The name Solitudo derives from the Latin word for loneliness or solitude, which reflects the isolation of islands where members of this genus have been found. The name ending with "tudo" furthermore serves as an allusion to the genus Testudo with which the genus shares characteristics with. The species name of the youngest member, Solitudo sicula, is the female form of the Latin word for "Sicilian".

==Description==
The different species of Solitudo differ from the tortoises of the Testudo genus mostly in the anatomy of the trochanters. In Testudo, the trochanters are fused at the proximal end of the bone through the presence of a rounded ridge which is absent in Solitudo, leaving the trochanters only incompletely fused. The femur is generally slender and its head narrower than the width between the two trochanters. Additionally, the femoral head is oriented in a 25-45° angle when viewed from above, while other genera of tortoise have femoral heads with more anteroposterior orientation.

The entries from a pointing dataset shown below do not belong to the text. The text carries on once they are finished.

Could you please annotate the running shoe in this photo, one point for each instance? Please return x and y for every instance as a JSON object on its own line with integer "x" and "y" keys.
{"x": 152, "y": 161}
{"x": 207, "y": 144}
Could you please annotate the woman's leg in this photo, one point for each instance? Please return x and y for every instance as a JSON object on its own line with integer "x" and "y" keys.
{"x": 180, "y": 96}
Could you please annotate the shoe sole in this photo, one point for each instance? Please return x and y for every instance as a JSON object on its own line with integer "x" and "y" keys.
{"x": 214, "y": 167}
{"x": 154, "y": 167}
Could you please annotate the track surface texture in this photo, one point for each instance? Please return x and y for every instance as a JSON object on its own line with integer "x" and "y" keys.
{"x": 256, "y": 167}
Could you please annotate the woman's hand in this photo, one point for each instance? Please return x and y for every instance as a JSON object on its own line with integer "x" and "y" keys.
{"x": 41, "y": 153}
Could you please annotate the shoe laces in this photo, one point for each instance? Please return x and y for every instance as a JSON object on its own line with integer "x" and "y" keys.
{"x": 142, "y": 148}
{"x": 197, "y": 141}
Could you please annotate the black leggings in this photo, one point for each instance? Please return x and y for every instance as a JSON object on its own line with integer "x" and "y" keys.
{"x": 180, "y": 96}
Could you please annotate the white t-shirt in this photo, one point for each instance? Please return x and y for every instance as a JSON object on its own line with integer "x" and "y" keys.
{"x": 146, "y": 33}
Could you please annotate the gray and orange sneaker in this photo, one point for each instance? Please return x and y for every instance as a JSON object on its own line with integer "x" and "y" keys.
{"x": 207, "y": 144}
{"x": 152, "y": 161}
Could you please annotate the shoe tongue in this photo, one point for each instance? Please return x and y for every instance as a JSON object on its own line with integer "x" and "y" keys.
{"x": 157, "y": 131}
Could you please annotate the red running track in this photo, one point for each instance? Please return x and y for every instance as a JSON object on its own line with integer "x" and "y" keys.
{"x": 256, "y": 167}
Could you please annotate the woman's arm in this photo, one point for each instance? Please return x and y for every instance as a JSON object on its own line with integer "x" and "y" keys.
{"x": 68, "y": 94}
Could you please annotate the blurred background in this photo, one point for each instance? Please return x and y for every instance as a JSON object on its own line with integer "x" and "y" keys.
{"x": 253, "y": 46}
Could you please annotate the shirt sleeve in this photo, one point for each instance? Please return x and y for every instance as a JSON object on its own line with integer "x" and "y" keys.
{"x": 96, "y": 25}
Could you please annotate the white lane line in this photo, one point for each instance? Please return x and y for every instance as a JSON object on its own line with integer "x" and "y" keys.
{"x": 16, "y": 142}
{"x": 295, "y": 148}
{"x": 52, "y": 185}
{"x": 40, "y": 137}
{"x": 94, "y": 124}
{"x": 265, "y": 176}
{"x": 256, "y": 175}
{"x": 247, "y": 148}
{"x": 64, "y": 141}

Solitudo sicula is distinguished by the other species of the genus by having trochanters that are at the same height as the femoral head, additionally, the femoral head is also more elliptical than in more derived Solitudo species. The entire femur of S. sicula measures 104 mm long, which is notably larger than that of the biggest extant tortoise of Europe, the Marginated tortoise. Assuming similar proportions, this would mean that Solitudo sicula may have reached a straight carapace length of 50–60 cm.

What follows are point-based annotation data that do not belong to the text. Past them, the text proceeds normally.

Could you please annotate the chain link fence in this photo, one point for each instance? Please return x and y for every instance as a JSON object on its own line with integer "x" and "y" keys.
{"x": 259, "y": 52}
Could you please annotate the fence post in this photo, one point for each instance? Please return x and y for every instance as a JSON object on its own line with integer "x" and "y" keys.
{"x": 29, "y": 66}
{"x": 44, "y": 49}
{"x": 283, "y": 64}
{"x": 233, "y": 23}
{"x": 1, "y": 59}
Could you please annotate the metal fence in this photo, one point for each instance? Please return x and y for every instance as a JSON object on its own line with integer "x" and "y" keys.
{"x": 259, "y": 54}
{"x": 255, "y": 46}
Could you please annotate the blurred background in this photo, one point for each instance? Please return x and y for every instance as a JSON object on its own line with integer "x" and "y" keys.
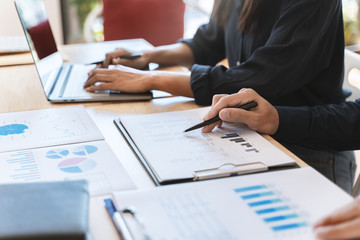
{"x": 79, "y": 21}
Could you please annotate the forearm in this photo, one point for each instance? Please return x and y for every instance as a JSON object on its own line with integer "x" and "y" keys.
{"x": 175, "y": 54}
{"x": 172, "y": 82}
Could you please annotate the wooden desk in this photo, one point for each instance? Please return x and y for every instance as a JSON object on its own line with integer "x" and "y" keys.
{"x": 21, "y": 90}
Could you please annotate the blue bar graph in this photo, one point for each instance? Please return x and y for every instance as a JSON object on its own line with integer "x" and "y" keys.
{"x": 269, "y": 204}
{"x": 257, "y": 195}
{"x": 24, "y": 166}
{"x": 230, "y": 135}
{"x": 251, "y": 188}
{"x": 281, "y": 218}
{"x": 272, "y": 210}
{"x": 265, "y": 202}
{"x": 290, "y": 226}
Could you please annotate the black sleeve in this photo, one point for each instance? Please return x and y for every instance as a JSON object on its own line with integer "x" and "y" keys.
{"x": 208, "y": 44}
{"x": 298, "y": 49}
{"x": 335, "y": 127}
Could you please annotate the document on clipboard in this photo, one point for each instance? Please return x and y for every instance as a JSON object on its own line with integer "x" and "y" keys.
{"x": 170, "y": 155}
{"x": 274, "y": 205}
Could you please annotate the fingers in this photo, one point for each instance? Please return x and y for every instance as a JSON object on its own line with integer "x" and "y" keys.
{"x": 346, "y": 230}
{"x": 264, "y": 118}
{"x": 113, "y": 56}
{"x": 347, "y": 212}
{"x": 98, "y": 75}
{"x": 210, "y": 114}
{"x": 236, "y": 115}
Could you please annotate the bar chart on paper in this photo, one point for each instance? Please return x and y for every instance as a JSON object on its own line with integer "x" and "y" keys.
{"x": 273, "y": 205}
{"x": 22, "y": 166}
{"x": 46, "y": 127}
{"x": 182, "y": 153}
{"x": 273, "y": 208}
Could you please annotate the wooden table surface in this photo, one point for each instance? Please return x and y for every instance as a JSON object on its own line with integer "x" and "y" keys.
{"x": 21, "y": 90}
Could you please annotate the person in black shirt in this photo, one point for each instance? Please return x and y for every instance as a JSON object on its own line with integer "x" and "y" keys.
{"x": 328, "y": 127}
{"x": 290, "y": 51}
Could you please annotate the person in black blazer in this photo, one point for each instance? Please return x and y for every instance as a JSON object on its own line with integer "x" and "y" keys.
{"x": 290, "y": 51}
{"x": 328, "y": 127}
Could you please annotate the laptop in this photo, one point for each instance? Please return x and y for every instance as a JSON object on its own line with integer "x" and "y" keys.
{"x": 61, "y": 82}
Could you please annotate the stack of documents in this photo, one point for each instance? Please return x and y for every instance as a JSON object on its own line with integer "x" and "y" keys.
{"x": 276, "y": 205}
{"x": 58, "y": 144}
{"x": 171, "y": 155}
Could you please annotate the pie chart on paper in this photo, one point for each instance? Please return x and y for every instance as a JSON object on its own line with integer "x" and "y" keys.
{"x": 85, "y": 150}
{"x": 57, "y": 153}
{"x": 77, "y": 165}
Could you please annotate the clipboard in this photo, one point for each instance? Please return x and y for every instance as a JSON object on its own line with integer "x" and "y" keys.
{"x": 265, "y": 206}
{"x": 224, "y": 170}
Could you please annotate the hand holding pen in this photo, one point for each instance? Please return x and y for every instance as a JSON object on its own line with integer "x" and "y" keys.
{"x": 264, "y": 118}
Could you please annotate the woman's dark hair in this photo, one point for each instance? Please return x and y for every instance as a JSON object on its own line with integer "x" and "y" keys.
{"x": 247, "y": 18}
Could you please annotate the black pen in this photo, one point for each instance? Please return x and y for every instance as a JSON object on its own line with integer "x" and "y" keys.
{"x": 130, "y": 57}
{"x": 215, "y": 119}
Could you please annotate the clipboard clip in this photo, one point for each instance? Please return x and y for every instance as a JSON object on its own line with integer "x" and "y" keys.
{"x": 229, "y": 169}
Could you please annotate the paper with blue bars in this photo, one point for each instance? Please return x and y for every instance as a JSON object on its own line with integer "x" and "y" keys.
{"x": 274, "y": 205}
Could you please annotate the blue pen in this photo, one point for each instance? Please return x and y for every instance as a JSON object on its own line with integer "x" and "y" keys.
{"x": 118, "y": 220}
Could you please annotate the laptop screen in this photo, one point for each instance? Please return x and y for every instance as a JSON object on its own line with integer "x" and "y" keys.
{"x": 37, "y": 28}
{"x": 35, "y": 22}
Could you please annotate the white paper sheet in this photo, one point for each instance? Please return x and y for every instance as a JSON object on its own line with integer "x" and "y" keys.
{"x": 47, "y": 127}
{"x": 92, "y": 161}
{"x": 173, "y": 154}
{"x": 276, "y": 205}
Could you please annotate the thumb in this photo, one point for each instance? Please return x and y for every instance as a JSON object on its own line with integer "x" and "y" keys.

Larger sizes have been estimated for the older species. Solitudo robusta may have reached a carapace length of up to 85 cm, while some estimates suggest that Solitudo gymnesica could have reached a carapace length of 1.1–1.3 m.

==Phylogeny==
Although repeated attempts at extracting genetic material were conducted, no methods yielded DNA which rendered molecular phylogenetic analysis impossible. Due to this restriction, the relationship between Solitudo and other circum-Mediterranean tortoises was established on the basis of femur morphology, which is well known in the relevant taxa. Morphological analysis concluded that among the tortoises found around the Mediterranean, three separate femur morphotypes could be found. The "Testudinini morphotype", which is generally slender with a more narrow and oblique head, the "‘Geochelonini morphotype" which was found to be more robust and with a less oblique head and the "Insular morphotype" which typically shows a non-oblique head, slender diaphysis and trochanters that unlike in the other groups are not fully joined at the proximal end of the bone. The clade that contains all Solitudo species is based on a single synapomorphy, the incompletely fused trochanter, supported by the geographical proximity.

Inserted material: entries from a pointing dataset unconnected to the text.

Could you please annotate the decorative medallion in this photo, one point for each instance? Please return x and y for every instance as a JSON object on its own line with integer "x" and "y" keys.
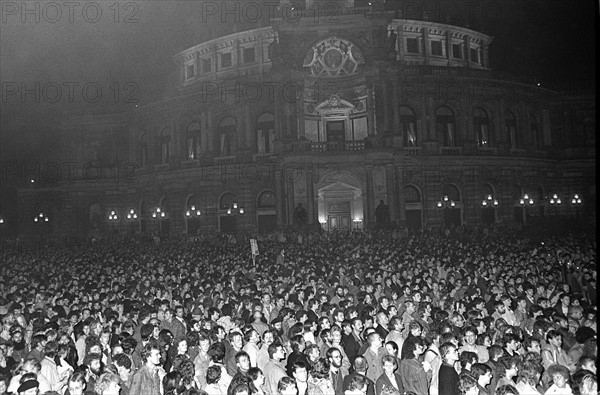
{"x": 333, "y": 57}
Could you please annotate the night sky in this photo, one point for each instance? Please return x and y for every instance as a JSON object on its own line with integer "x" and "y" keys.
{"x": 128, "y": 53}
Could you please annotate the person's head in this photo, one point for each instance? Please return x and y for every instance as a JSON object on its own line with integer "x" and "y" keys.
{"x": 151, "y": 354}
{"x": 530, "y": 373}
{"x": 242, "y": 360}
{"x": 108, "y": 384}
{"x": 374, "y": 340}
{"x": 77, "y": 383}
{"x": 467, "y": 385}
{"x": 334, "y": 356}
{"x": 559, "y": 375}
{"x": 287, "y": 386}
{"x": 482, "y": 373}
{"x": 213, "y": 374}
{"x": 389, "y": 364}
{"x": 276, "y": 351}
{"x": 507, "y": 367}
{"x": 360, "y": 364}
{"x": 449, "y": 353}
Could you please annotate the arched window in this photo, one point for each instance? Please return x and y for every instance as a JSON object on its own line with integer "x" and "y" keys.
{"x": 445, "y": 126}
{"x": 537, "y": 135}
{"x": 481, "y": 123}
{"x": 227, "y": 136}
{"x": 266, "y": 200}
{"x": 226, "y": 201}
{"x": 165, "y": 146}
{"x": 408, "y": 126}
{"x": 265, "y": 133}
{"x": 510, "y": 124}
{"x": 411, "y": 194}
{"x": 144, "y": 150}
{"x": 452, "y": 192}
{"x": 194, "y": 144}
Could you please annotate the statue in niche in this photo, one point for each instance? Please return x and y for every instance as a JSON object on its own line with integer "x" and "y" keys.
{"x": 300, "y": 215}
{"x": 382, "y": 214}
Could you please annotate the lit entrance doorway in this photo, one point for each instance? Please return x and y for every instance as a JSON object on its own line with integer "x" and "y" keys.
{"x": 340, "y": 203}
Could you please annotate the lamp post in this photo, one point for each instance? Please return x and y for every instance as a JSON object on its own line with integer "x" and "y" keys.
{"x": 159, "y": 214}
{"x": 193, "y": 214}
{"x": 236, "y": 210}
{"x": 490, "y": 203}
{"x": 577, "y": 202}
{"x": 443, "y": 204}
{"x": 555, "y": 201}
{"x": 131, "y": 217}
{"x": 113, "y": 218}
{"x": 525, "y": 201}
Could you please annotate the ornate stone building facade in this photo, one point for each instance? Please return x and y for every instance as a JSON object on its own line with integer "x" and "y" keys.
{"x": 335, "y": 117}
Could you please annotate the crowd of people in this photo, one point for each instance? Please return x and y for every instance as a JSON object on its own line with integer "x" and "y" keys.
{"x": 380, "y": 312}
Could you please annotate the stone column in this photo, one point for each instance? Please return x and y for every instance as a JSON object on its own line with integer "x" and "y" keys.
{"x": 390, "y": 186}
{"x": 310, "y": 196}
{"x": 290, "y": 178}
{"x": 280, "y": 202}
{"x": 400, "y": 188}
{"x": 370, "y": 196}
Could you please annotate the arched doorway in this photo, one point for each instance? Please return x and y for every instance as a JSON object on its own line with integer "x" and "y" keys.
{"x": 341, "y": 203}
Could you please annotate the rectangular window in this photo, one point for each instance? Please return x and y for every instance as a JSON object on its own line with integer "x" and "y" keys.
{"x": 436, "y": 48}
{"x": 457, "y": 51}
{"x": 249, "y": 56}
{"x": 412, "y": 45}
{"x": 206, "y": 65}
{"x": 190, "y": 71}
{"x": 474, "y": 55}
{"x": 226, "y": 60}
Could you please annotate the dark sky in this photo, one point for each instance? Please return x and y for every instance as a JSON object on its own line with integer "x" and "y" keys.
{"x": 91, "y": 45}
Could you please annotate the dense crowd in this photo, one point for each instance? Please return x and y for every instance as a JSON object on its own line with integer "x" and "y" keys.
{"x": 485, "y": 311}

The Solitudo sicula is recovered in a basal position within the genus, its femur still retaining some similarities to the "Testudinini morphotype". Besides the three named species of Solitudo, a fourth, unnamed taxon from Monte Pellegrino was also found to fall within the "Insular morphotype", sharing the unfused trochanter that defines the clade. The idea that this specific morphotype is the result of the tortoise's insular habitat is dismissed on account of other insular species retaining their ancestral morphology, such as the Galápagos tortoise and Gran Canaria giant tortoise. The exact relationship between Solitudo and the other tortoises surrounding the Mediterranean remains unknown until better material, in particular fossils of the head and shell, is found.

==Paleobiology==
Remains of Solitudo are exclusively known from Mediterranean islands. The type species, Solitudo robusta, was found on the island of Malta and has been dated to the Middle Pleistocene. Solitudo gymnesica is known from Pliocene Menorca and Solitudo sicula from Sicily. Dating the pubis of Solitudo sicula revealed that the animal lived approximately 12.5 ± 0.5 thousand years BP. Solitudo sicula would have shared its home island with the extant Hermann's Tortoise, which has been continuously present on Sicily since at least the Middle Pleistocene. There are also remains of unnamed giant tortoises found on Sicily, they were however not contemporary with Solitudo and instead correlate with the Middle Pleistocene.